According to a release, NEH is giving a total of $14.8 million to 253 project across the country to support digital projects for the public, the preservation of collections at small institutions and humanities initiatives on college campuses.
Another $47.5 million was awarded to fund 55 state humanities council partners.
"From cutting-edge digital projects to the painstaking practice of traditional scholarly research, these new NEH grants represent the humanities at its most vital and creative," said NEH Chairman Jon Parrish Peede. "These projects will shed light on age-old questions, safeguard our cultural heritage, and expand educational opportunities in classrooms nationwide."
Projects getting funding through these grants include developing computer-based techniques to read the lost scrolls of the library at Herculaneum that were carbonized during the 79 CE eruption of Mount Vesuvius, designing a virtual-reality game to let users explore ancient Pueblo sites at Mesa Verde, and a multimedia recreation of a 1960 Martin Luther King, Jr. speech.

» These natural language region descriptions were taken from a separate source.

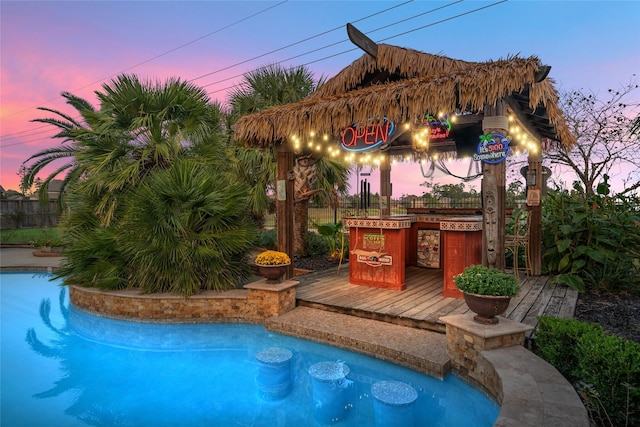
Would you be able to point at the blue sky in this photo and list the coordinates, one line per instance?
(52, 46)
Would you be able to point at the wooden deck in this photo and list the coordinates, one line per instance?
(421, 304)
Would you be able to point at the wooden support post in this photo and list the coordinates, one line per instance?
(284, 203)
(493, 245)
(385, 187)
(535, 211)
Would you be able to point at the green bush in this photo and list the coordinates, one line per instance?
(592, 241)
(556, 342)
(605, 369)
(481, 280)
(609, 372)
(267, 239)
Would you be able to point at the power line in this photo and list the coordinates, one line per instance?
(205, 75)
(214, 72)
(298, 42)
(378, 41)
(330, 45)
(304, 40)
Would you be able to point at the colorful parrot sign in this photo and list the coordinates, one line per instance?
(493, 148)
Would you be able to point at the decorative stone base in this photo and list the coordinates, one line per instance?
(466, 340)
(253, 304)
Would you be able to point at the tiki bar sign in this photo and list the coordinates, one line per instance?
(439, 128)
(493, 148)
(366, 137)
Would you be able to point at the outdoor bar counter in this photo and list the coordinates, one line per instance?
(382, 247)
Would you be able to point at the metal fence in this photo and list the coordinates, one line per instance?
(353, 206)
(27, 214)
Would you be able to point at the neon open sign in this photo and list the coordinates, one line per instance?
(367, 137)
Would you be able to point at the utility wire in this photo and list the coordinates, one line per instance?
(159, 55)
(214, 72)
(301, 41)
(381, 40)
(205, 75)
(330, 45)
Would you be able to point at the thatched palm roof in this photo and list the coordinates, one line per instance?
(404, 84)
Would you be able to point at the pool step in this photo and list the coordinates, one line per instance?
(421, 350)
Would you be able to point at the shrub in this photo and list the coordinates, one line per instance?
(592, 241)
(556, 341)
(605, 369)
(267, 239)
(477, 279)
(609, 372)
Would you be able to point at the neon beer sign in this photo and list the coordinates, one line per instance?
(493, 148)
(367, 137)
(439, 129)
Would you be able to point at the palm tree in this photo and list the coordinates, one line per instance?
(154, 206)
(71, 130)
(317, 177)
(139, 127)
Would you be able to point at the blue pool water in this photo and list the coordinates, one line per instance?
(60, 366)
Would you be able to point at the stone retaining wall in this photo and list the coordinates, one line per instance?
(256, 302)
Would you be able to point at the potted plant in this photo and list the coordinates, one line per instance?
(272, 265)
(487, 291)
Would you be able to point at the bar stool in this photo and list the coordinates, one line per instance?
(520, 237)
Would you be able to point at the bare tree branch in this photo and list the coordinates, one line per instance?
(608, 135)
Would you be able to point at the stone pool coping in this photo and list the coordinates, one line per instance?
(531, 391)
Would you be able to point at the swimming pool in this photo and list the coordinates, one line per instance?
(64, 367)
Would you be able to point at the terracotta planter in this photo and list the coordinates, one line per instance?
(273, 273)
(486, 307)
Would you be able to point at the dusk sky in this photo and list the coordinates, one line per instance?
(48, 47)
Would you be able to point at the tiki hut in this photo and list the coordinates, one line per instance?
(403, 85)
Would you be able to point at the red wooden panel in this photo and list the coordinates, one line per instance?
(389, 274)
(461, 249)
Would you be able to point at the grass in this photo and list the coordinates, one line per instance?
(23, 236)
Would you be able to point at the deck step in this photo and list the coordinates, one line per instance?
(421, 350)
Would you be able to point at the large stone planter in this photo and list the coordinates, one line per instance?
(486, 307)
(273, 273)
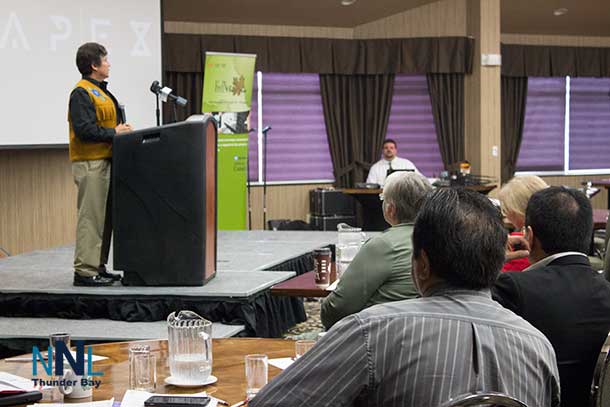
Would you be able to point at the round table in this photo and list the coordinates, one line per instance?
(228, 366)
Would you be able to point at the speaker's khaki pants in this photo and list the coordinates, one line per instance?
(94, 223)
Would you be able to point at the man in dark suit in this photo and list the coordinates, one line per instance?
(560, 294)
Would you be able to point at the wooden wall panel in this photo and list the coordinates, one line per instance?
(37, 200)
(445, 18)
(283, 202)
(178, 27)
(600, 201)
(563, 40)
(482, 91)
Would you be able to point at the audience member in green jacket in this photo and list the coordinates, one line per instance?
(381, 271)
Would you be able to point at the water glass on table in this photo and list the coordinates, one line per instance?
(59, 337)
(142, 368)
(302, 346)
(256, 374)
(53, 394)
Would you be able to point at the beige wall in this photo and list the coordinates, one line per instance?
(37, 200)
(600, 201)
(482, 91)
(178, 27)
(446, 18)
(283, 202)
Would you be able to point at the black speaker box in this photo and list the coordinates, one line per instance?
(329, 223)
(330, 202)
(164, 204)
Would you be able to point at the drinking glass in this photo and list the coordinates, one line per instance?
(190, 347)
(256, 374)
(302, 346)
(142, 368)
(59, 337)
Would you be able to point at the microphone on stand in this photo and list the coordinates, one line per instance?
(123, 114)
(165, 93)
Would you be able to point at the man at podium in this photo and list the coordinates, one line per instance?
(390, 161)
(94, 119)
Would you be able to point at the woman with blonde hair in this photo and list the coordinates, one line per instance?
(513, 197)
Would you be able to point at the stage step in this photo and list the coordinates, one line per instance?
(97, 329)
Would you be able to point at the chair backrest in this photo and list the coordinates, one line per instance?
(294, 225)
(484, 399)
(607, 254)
(274, 224)
(600, 387)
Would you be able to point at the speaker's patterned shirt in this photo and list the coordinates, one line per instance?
(421, 353)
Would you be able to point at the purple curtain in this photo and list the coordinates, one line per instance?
(589, 123)
(297, 146)
(542, 147)
(411, 124)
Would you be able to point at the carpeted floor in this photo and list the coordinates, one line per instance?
(310, 328)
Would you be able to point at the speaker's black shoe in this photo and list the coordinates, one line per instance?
(93, 281)
(103, 273)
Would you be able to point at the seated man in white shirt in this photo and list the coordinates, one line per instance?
(379, 170)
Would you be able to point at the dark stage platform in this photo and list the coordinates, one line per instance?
(39, 285)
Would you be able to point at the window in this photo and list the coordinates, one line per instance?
(411, 124)
(297, 146)
(567, 126)
(589, 123)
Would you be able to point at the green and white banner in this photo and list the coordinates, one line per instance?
(227, 92)
(227, 83)
(232, 161)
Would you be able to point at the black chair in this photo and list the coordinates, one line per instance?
(600, 388)
(287, 224)
(274, 224)
(484, 399)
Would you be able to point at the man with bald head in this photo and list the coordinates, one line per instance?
(560, 294)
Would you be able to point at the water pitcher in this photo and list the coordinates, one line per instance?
(190, 347)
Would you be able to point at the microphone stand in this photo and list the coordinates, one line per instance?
(265, 130)
(158, 111)
(248, 182)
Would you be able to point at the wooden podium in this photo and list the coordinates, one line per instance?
(371, 205)
(164, 204)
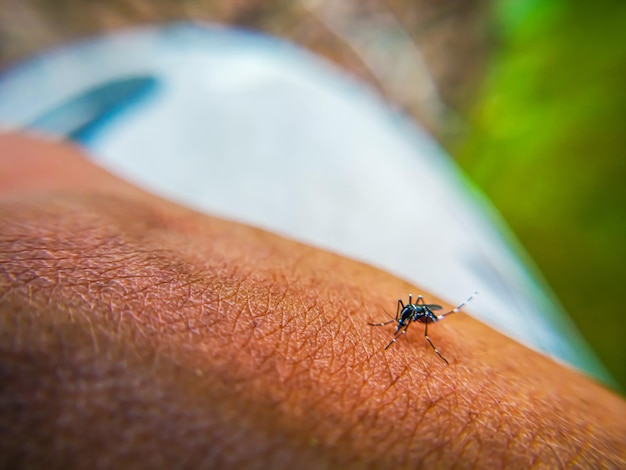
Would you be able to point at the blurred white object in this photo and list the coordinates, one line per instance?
(256, 130)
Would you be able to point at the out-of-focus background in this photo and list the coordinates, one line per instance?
(527, 95)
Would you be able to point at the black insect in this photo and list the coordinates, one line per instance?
(421, 312)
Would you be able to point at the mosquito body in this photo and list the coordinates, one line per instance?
(420, 312)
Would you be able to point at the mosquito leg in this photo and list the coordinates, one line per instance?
(432, 345)
(397, 335)
(381, 324)
(401, 307)
(458, 307)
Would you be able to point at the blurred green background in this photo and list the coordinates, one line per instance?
(545, 130)
(547, 145)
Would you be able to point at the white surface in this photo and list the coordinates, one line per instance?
(258, 131)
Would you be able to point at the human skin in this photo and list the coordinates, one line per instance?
(136, 333)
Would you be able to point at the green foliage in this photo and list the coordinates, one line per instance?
(548, 146)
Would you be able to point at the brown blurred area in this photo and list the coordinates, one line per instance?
(425, 56)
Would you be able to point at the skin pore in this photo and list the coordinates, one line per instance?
(135, 333)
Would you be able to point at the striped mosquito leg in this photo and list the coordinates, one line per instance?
(432, 345)
(458, 307)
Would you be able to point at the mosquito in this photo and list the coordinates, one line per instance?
(420, 312)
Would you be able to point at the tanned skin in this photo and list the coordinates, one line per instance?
(135, 333)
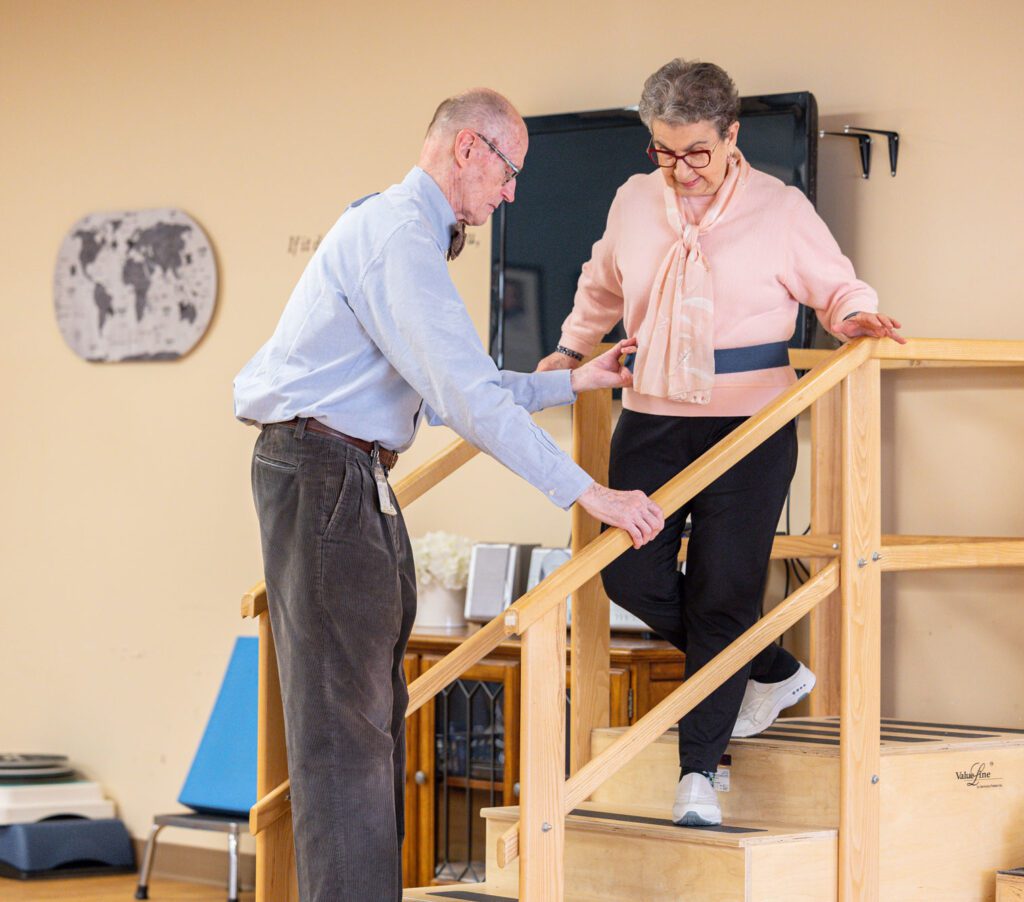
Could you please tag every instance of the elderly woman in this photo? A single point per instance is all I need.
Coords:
(705, 259)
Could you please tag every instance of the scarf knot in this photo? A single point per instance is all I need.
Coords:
(676, 353)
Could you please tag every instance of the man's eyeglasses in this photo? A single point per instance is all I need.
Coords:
(511, 170)
(667, 159)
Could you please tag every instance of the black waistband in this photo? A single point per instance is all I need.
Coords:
(759, 356)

Locally, three projects at the University of Virginia and one at Montpelier are getting funding.
One of the UVA projects explores the Greensboro Massacre on 1979 in Greensboro, North Carolina involving the deaths of five labor and racial justice organizers and the subsequent trials of the Ku Klux Klansmen and Neo-Nazi who shot them.
Another is working on a study of how U.S. technology companies and the Chinese government are changing global relationships between individuals, governments and markets, specifically controlling data.
The third UVA project is preparing a digital publication of Bernard Narokobi's "History of Wautogik Village" Manuscript.
The Montpelier Foundation is working on an online collections platform to aggregate four collections held by James Madison's Montpelier.
There will be a three-day workshop of digital cultural heritage professions, scholars in American history and culture, and descendants of Montpelier's enslaved families as part of this.
The release says these grant awards will also help document, preserve, and ensure access to materials of importance to the nations cultural heritage, from fragile artifacts and manuscripts to recordings on technologically obsolete media like phonographs.
Fellowships and Awards for Faculty support research by humanities scholars on various topics, including a social history of Edo, now Tokyo, based on handwritten letters from a woman who migrated there in 1839.